Na primeira Cesário apresenta pormenores, neste caso muito movimento, carros, pessoas, uma imensidão, sendo o elemento em destaque são as carruagens e os coupês. Este autor é precursor do Modernismo, ele vê neste quadro que a sociedade está em desenvolvimento.
Na segunda foto existe a noite é bastante iluminada pela imensidão de candeeiros existentes, para ele era considerado um ciclo de progressão, para outros algo de muito diabólicos, a estes podemos chamar de ignorantes.
Sintese
Influências literárias e linguagem na poesia de Cesário Verde
Realismo/Naturalismo
•Visão crítica, objectiva e minuciosa com rigor e precisão.
•Profunda reflexão sobre a realidade da sua época.
•Linguagem com termos concretos e técnicos.
Parnasianismo
•Visão objectiva da realidade.
•Linguagem exacta e precisa, com rigor formal.
•Descrição dos aspectos quotidianos vulgares, que através deste tipo de linguagem ascendem a um nível poético.
Impressionismo
•Olha subjectivo filtrados pelas suas percepções, ou seja, pelo que captou do real.

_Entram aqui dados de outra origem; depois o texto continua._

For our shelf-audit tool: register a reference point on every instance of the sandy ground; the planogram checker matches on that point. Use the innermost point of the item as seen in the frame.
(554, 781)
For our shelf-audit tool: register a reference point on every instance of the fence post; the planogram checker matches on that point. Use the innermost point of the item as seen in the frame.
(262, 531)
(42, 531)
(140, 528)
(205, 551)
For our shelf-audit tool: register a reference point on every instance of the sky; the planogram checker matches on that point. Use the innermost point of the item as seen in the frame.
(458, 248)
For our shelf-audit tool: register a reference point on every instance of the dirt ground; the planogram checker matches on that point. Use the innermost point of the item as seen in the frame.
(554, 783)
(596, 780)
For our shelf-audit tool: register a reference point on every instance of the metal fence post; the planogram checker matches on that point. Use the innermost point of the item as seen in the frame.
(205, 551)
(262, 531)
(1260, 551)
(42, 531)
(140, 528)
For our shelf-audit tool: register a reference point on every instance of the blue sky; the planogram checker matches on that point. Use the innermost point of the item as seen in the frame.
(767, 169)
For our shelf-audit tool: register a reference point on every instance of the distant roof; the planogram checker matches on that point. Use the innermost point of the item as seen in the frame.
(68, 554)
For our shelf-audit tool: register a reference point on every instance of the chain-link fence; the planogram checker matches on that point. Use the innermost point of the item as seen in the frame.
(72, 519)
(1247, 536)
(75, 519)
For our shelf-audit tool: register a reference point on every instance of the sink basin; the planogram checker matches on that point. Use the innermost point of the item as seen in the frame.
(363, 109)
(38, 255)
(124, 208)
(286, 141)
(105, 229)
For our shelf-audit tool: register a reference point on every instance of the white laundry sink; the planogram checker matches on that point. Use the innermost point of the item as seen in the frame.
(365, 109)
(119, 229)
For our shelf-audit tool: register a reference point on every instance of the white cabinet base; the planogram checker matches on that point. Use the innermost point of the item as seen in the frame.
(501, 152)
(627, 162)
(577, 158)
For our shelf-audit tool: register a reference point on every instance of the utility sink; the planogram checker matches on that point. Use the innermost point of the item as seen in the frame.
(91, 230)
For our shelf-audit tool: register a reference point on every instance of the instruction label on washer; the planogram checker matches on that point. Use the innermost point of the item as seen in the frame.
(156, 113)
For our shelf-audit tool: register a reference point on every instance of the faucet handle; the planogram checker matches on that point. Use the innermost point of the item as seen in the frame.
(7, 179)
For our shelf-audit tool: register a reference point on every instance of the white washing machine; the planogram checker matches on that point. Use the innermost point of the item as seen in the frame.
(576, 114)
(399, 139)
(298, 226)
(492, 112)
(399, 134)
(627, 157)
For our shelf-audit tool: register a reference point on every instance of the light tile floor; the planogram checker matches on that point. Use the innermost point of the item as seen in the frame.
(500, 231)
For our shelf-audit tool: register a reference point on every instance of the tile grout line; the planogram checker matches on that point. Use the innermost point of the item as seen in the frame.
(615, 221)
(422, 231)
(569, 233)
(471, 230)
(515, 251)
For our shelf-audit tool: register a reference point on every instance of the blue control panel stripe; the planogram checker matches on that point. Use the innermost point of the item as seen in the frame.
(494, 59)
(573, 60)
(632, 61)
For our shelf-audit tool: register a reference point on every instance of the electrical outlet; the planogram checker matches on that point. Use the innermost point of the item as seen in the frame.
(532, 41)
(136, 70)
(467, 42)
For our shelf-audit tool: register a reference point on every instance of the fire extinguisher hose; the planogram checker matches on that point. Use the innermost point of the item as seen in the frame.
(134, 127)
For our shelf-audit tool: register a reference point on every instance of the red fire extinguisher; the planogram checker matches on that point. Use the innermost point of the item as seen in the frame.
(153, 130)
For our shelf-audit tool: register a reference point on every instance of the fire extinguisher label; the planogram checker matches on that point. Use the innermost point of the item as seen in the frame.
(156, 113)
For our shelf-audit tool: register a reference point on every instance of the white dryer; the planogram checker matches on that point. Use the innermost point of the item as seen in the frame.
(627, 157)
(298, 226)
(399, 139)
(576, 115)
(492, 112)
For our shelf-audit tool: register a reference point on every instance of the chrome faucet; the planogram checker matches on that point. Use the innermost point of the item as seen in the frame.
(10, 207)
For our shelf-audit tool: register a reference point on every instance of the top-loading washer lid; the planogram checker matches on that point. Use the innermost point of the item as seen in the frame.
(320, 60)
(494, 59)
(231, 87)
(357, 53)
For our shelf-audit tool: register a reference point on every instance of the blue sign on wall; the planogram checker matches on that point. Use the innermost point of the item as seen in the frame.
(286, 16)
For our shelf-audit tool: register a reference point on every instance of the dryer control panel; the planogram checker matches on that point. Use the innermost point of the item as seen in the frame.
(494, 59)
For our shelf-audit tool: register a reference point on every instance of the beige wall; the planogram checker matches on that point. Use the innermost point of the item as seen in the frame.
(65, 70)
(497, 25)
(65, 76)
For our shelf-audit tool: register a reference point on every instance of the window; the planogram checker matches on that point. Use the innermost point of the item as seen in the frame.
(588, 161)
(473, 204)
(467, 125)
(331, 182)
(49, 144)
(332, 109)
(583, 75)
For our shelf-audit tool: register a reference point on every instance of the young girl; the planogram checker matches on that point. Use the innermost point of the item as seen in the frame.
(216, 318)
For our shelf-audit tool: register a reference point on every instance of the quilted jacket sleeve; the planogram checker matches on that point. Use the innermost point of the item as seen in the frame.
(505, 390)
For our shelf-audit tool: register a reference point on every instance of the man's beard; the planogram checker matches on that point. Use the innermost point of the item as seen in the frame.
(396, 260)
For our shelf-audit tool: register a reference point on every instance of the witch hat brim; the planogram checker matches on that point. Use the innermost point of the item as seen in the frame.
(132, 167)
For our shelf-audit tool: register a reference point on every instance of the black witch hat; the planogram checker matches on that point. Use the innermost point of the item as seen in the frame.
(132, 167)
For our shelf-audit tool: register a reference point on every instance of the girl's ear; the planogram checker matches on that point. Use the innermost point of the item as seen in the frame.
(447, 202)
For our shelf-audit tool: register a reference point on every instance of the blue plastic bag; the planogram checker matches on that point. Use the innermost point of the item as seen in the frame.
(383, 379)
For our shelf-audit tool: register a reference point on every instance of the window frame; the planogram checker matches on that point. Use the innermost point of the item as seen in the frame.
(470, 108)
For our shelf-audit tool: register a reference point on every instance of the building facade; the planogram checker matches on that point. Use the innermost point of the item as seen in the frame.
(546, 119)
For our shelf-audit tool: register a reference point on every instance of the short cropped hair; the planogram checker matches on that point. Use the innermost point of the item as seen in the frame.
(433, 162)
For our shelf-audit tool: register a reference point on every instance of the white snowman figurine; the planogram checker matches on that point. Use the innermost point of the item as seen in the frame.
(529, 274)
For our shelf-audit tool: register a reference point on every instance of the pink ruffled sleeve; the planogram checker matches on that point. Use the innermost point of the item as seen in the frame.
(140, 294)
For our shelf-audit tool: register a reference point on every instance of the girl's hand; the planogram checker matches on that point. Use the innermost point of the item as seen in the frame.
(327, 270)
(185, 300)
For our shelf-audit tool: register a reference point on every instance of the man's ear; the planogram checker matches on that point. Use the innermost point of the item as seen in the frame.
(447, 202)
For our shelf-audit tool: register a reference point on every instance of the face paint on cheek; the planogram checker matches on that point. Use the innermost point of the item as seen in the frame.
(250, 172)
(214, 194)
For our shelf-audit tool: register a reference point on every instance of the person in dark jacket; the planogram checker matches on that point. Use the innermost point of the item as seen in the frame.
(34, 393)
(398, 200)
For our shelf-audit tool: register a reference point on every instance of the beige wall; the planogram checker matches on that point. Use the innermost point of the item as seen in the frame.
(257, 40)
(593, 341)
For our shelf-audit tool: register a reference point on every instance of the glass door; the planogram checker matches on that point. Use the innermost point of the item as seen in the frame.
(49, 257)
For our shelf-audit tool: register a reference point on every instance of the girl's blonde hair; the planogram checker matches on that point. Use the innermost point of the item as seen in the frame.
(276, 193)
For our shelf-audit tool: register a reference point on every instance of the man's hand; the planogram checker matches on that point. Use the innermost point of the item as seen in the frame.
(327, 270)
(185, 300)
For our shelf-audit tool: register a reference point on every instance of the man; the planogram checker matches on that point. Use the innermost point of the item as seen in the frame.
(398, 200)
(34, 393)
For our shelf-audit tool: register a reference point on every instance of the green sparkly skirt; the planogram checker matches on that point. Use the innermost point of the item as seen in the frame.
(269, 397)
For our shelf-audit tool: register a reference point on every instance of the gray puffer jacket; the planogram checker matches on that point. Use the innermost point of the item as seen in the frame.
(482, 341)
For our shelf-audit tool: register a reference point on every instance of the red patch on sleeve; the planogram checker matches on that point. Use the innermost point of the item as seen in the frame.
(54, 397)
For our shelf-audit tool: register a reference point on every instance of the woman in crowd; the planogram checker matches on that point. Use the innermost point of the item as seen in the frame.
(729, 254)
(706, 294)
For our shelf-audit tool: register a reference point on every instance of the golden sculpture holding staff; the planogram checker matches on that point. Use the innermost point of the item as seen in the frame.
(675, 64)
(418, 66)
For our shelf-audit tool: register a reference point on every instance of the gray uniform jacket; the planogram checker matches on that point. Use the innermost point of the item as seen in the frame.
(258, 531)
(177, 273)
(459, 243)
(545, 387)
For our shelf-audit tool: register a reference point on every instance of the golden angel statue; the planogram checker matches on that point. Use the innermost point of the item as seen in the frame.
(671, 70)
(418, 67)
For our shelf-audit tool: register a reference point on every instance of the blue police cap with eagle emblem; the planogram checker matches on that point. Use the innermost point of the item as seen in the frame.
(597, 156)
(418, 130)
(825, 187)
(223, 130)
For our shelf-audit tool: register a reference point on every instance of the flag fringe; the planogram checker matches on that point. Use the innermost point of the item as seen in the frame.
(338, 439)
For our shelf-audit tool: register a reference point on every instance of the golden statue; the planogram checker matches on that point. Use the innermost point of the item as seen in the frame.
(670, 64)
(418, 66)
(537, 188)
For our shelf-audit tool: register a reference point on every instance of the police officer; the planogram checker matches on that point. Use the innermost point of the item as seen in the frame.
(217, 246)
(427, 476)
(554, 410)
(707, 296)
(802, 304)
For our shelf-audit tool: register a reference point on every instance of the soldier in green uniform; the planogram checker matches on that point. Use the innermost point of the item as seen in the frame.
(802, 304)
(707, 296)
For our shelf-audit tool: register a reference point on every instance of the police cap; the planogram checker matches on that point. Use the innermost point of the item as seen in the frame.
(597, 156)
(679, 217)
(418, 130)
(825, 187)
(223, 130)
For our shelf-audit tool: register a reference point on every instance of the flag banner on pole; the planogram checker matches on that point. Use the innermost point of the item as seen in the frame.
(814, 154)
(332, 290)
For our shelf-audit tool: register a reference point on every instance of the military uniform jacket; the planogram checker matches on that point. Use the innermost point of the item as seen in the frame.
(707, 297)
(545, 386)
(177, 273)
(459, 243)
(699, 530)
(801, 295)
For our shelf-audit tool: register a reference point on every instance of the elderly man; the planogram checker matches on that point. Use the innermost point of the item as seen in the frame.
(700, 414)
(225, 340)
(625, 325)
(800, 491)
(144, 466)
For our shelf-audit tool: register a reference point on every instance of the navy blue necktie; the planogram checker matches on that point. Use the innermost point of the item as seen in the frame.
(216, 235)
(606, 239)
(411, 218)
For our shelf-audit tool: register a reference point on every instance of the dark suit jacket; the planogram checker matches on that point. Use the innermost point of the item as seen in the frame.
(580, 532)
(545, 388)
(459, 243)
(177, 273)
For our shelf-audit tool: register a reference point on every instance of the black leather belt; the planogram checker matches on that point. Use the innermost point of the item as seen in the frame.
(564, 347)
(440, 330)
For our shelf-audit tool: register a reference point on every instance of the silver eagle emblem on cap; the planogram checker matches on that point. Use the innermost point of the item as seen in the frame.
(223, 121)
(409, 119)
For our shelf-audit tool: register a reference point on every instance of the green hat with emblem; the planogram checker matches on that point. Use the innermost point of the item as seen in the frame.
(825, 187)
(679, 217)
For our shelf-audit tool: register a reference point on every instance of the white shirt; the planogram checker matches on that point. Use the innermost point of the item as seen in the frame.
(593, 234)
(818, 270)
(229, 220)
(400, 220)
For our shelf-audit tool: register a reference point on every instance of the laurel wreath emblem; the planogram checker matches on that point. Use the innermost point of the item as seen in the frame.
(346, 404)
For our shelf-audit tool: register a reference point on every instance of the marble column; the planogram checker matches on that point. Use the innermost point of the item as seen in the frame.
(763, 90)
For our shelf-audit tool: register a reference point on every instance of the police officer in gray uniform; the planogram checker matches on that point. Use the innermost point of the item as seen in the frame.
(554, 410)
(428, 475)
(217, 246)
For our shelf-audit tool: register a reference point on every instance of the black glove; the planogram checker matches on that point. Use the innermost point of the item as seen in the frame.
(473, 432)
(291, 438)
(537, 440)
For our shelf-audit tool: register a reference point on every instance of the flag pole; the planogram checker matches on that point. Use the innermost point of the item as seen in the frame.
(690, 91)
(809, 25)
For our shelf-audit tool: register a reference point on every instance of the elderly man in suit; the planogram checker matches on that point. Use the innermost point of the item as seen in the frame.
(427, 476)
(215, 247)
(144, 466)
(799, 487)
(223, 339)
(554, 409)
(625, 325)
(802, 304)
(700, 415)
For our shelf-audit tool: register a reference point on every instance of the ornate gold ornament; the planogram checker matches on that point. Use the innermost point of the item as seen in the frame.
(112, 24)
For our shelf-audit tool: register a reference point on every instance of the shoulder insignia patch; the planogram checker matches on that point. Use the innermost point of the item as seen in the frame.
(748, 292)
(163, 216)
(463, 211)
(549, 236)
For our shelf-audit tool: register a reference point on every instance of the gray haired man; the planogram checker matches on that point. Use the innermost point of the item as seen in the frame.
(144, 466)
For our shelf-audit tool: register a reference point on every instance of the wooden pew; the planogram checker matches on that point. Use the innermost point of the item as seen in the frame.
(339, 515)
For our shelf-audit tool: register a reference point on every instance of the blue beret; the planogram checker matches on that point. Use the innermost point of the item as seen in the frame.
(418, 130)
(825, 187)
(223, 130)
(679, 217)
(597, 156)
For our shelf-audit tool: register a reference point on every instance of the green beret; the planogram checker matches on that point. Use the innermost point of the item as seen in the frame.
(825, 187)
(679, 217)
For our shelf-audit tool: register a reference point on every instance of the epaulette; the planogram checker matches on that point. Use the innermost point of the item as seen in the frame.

•Surgem imagens extremamente visuais, onde o físico e o moral se misturam, despertando uma série de sensações.




Modernismo
•Tratamento poético do operariado, do trabalho citadino e rural, dos contrastes sociais.
•Valorização dos sentidos, da objectividade e do rigor na sua poesia.
•Associação de ideias através de imagens metafóricas.
•Visão pessimista da realidade.
•Surrealismo e Simbolismo –tédio, desilusão, repúdio pelo lirismo romântico, imagens com valor simbólico, linguagem concreta e tratamento musical e prosódico.